There is one letter I came across during my research that expressed the feeling of betrayal the most. It was by a former Delhi college mathematics lecturer and convert called Master Ramachandra who had escaped Delhi on May 11, the same day his fellow convert Dr Chaman Lal was killed on the first morning of the uprising.
Ramachandra had expected to be welcomed home by his fellow Christians, but the British would not help him. He lived in fear of his life just as he had during the uprising. He was not targeted for his faith, but for his skin colour. He was even attacked by British officers despite him telling them he was a Christian and worked for the British. They abused him.
This is part of the letter Ramachandra wrote to the company officials: 'I thought if the Mutineers find and kill me they will do so on account of my having abjured the creed of my forefathers and embarked upon Christianity, and that I will die a witness to the faith of the blessed saviour, like the martyrs of old, the Apostles and early Christians. Herein was a great comfort to me under all my trials and dangers. But there is hardly any comfort remaining, when a native Christian is in danger from Christian officers themselves, merely because he was not born in England and has not a white skin.'
Ramachandra and Lal, prominent Delhi Hindus, were converted publicly and in a festive atmosphere by the Reverend Midgeley John Jennings. His attitude towards the 'heathens' scared many British and much of the British in Delhi called him a 'bigot.'
The Hindus and Muslims disliked him even more. He had been going around telling them that the Company would convert them, by force if necessary.

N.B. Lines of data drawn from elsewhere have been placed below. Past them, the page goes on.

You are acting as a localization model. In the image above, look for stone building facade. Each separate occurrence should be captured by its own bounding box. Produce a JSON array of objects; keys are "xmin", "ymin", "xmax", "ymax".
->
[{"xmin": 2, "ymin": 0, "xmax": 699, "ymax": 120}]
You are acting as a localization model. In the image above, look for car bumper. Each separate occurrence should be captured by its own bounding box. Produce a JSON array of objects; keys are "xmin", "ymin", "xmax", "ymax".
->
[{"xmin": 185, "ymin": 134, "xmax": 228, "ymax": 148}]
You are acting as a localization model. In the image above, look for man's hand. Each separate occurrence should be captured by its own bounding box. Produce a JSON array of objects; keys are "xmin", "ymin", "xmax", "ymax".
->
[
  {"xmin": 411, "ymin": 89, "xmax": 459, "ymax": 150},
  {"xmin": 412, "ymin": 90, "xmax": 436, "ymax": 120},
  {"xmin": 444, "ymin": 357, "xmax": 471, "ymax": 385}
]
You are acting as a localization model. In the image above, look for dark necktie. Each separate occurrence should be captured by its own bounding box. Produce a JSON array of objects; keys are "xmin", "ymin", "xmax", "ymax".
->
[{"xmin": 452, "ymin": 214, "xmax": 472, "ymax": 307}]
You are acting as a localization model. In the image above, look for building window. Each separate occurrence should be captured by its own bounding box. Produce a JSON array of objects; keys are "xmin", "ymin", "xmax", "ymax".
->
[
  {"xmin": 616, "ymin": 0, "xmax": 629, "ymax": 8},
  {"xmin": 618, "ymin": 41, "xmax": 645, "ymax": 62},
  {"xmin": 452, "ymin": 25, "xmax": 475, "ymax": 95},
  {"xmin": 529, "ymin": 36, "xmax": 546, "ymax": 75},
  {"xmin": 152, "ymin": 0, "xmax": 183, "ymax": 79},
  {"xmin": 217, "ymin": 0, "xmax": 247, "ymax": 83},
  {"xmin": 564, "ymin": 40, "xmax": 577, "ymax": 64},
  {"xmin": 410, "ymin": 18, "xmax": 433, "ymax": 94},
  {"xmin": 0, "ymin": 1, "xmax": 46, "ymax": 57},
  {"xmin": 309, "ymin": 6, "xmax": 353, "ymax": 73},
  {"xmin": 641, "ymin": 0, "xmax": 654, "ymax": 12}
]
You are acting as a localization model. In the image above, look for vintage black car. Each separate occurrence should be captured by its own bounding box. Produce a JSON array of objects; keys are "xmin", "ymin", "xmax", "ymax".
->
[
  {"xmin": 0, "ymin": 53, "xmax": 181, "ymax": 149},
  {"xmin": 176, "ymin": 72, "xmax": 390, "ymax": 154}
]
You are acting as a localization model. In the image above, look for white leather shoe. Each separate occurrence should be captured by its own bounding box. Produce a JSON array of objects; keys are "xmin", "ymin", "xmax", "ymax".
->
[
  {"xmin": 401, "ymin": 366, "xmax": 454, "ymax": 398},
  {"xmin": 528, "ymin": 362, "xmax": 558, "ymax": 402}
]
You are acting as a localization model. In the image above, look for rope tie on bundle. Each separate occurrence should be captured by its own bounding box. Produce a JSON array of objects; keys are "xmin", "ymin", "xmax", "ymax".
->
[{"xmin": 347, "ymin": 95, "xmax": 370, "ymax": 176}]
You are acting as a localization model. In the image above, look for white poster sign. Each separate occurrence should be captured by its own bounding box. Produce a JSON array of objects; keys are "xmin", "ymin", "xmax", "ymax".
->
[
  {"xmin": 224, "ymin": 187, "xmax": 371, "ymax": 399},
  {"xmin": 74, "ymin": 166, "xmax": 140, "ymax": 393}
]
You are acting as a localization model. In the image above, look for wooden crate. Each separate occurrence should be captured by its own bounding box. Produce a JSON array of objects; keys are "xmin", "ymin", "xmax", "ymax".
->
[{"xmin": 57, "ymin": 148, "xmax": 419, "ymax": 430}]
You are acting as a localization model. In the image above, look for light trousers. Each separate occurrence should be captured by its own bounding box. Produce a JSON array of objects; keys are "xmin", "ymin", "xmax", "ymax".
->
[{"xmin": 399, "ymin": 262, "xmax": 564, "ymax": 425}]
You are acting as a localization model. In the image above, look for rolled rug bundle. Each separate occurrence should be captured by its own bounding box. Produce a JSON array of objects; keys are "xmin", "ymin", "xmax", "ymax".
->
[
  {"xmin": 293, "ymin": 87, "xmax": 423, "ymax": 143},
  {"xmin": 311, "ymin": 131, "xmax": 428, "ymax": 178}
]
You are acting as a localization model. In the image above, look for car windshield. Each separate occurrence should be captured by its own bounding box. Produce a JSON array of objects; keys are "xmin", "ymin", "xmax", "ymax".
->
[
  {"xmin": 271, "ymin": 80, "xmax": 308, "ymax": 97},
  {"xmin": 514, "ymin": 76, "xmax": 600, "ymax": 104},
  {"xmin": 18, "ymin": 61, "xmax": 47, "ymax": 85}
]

Jennings, who was killed in the uprising, went to the Kumbh Mela and loudly denounced the 'satanic paganism' of the pilgrims.
Many Company officials had begun endorsing the evangelicals. One Company director even wrote to his colleagues and missionaries that it was difficult to 'conceive any people more completely enchained than they (the Hindus) are by their superstitions.'
Indians were seen by Company directors and missionaries as people who were 'long sunk in darkness, vice and misery.' Wasn’t it ironical that, while all this was happening, the ailing Mughal ruler Zafar espoused religious freedom and appreciated the mysticism in other faiths?
Jennings died a horrifying death, as did his star pupil Chaman Lal, who was attending to his patients when the sarwars were in the streets attacking the British and Christian converts. He had left the clinic to see what was happening. The crowd told the sarwars about him. One soldier immediately pinned him down and, sitting on his chest, asked him about his religion. Chaman Lal said he was Christian. The sarwar shot at point blank range and his clinic was burned.
Image: June 1857, The death of Major Skene and his wife at the massacre of British residents in Jhansi during the Indian Mutiny.